Mayor of Preston, Ontario
- In office 1969–1973
- Succeeded by: Herself; as Mayor of Cambridge

First & Fourth Mayor of Cambridge, Ontario
- In office 1973–1974
- Preceded by: Position Established
- Succeeded by: Robert Kerr
- In office 1978–1988
- Preceded by: Erwin Nelson
- Succeeded by: Jane Brewer

Personal details
- Born: February 3, 1935 Belleville, Ontario, Canada
- Died: February 10, 2016 (aged 81) Guelph, Ontario, Canada
- Education: Millsaps College

= Claudette Millar =

Canadian politician

Claudette Millar (February 3, 1935 - February 10, 2016) was a Canadian politician, most noted as the first mayor of Cambridge, Ontario.

== Biography ==
Millar was born February 3, 1935, in Belleville. She grew up primarily in Kitchener after relocating there with her family as a child. She obtained her pilot and driving licenses at age 16. Following graduation from Kitchener Collegiate Institute, Millar went on to study at Millsaps College in Jackson, Mississippi. She graduated in with a Bachelor of Arts.

Millar was elected mayor of Preston in 1969, becoming Canada's youngest mayor at 35. When Preston, along with Galt, Hespeler and Blair, was amalgamated into Cambridge in 1973, Millar was elected the city's first mayor. She served two non-consecutive periods: from 1973 until 1974 and again from 1978 to 1988.

As mayor, Millar was noted particularly for her work in preserving the city's cultural and environmental heritage. She opposed the construction of a freeway bypass which would have disrupted parkland in the city, including the Dumfries Conservation Area and the Rare Charitable Reserve.

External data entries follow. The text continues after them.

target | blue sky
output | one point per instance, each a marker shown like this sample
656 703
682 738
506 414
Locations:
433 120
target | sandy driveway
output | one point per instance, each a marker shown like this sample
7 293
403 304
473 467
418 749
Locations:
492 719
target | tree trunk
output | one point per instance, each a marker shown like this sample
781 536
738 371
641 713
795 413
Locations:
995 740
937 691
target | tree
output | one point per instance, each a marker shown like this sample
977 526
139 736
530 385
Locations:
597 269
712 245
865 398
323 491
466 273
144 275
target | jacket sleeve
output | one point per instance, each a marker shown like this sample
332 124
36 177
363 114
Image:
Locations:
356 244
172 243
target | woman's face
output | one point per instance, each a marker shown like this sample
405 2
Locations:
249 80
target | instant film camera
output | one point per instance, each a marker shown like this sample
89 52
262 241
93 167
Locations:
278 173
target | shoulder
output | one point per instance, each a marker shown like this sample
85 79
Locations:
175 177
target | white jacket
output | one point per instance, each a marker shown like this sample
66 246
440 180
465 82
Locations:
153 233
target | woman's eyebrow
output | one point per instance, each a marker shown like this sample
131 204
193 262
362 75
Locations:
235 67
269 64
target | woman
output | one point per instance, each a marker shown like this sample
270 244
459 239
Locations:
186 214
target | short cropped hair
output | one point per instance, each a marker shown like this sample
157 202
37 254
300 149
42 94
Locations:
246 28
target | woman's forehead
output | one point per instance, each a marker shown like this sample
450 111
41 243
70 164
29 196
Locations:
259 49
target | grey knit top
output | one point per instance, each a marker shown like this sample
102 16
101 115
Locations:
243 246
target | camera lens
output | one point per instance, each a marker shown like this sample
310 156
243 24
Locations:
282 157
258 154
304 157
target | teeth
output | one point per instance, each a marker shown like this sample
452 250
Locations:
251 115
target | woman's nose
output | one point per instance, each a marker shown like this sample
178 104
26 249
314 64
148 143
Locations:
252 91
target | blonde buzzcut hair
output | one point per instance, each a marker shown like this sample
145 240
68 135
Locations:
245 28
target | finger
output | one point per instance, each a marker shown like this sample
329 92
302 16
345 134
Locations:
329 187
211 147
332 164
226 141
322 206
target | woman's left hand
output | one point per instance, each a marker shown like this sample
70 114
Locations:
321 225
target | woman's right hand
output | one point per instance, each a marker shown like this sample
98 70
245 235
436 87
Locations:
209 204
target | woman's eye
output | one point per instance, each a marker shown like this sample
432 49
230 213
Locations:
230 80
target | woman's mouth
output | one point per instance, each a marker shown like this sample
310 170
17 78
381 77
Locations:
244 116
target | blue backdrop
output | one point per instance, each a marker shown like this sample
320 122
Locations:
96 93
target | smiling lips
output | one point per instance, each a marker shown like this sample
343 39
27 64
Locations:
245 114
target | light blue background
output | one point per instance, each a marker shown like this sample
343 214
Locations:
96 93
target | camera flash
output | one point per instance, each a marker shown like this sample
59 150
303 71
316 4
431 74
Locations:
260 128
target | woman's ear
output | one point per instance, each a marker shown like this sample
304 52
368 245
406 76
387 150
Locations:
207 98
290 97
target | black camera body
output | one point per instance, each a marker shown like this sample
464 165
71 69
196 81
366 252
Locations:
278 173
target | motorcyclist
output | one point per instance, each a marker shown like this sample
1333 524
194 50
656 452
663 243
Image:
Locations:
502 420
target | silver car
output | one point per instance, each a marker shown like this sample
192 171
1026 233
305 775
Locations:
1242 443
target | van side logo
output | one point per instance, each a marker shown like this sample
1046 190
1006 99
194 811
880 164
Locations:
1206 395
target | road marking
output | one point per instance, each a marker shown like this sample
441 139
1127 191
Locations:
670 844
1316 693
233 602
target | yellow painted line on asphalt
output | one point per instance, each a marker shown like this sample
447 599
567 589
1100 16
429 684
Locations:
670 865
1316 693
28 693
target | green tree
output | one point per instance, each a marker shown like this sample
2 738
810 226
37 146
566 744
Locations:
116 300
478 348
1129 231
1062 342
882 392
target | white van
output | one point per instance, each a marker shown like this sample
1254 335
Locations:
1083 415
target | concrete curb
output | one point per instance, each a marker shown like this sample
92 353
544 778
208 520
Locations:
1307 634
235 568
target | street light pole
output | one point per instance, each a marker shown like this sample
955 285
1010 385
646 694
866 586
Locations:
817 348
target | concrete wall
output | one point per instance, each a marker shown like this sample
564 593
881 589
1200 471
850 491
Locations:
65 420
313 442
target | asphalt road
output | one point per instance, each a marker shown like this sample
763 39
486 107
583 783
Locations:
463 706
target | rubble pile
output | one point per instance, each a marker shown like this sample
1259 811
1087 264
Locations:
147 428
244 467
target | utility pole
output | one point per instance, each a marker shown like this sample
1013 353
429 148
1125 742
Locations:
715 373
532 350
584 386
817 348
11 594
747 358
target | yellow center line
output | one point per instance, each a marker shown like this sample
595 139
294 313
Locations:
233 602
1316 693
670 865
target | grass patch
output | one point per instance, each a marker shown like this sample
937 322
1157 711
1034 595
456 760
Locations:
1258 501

She was a three-time Ontario Liberal Party candidate for the electoral district of Cambridge, losing to Monty Davidson in the 1975 election and the 1977 election, and to Mike Farnan in the 1987 election. She sought the Liberal nomination for Cambridge again in the 1999 election, but lost to Jerry Boyle.

Following the end of her term as mayor, Millar was appointed to the Ontario Municipal Board. In 2003 she returned to municipal politics, winning election to a seat on Waterloo Regional Council. In that role, she was instrumental in bringing the Toyota plant to Cambridge. She held the role until announcing her retirement in 2014. In 2015 Millar was inducted into the Region of Waterloo's Hall of Fame.

Millar died February 10, 2016, of stomach cancer after a brief stay at a Guelph, Ontario hospice. In November 2017, University of Waterloo announced the naming of a recently opened residence building as Claudette Millar Hall.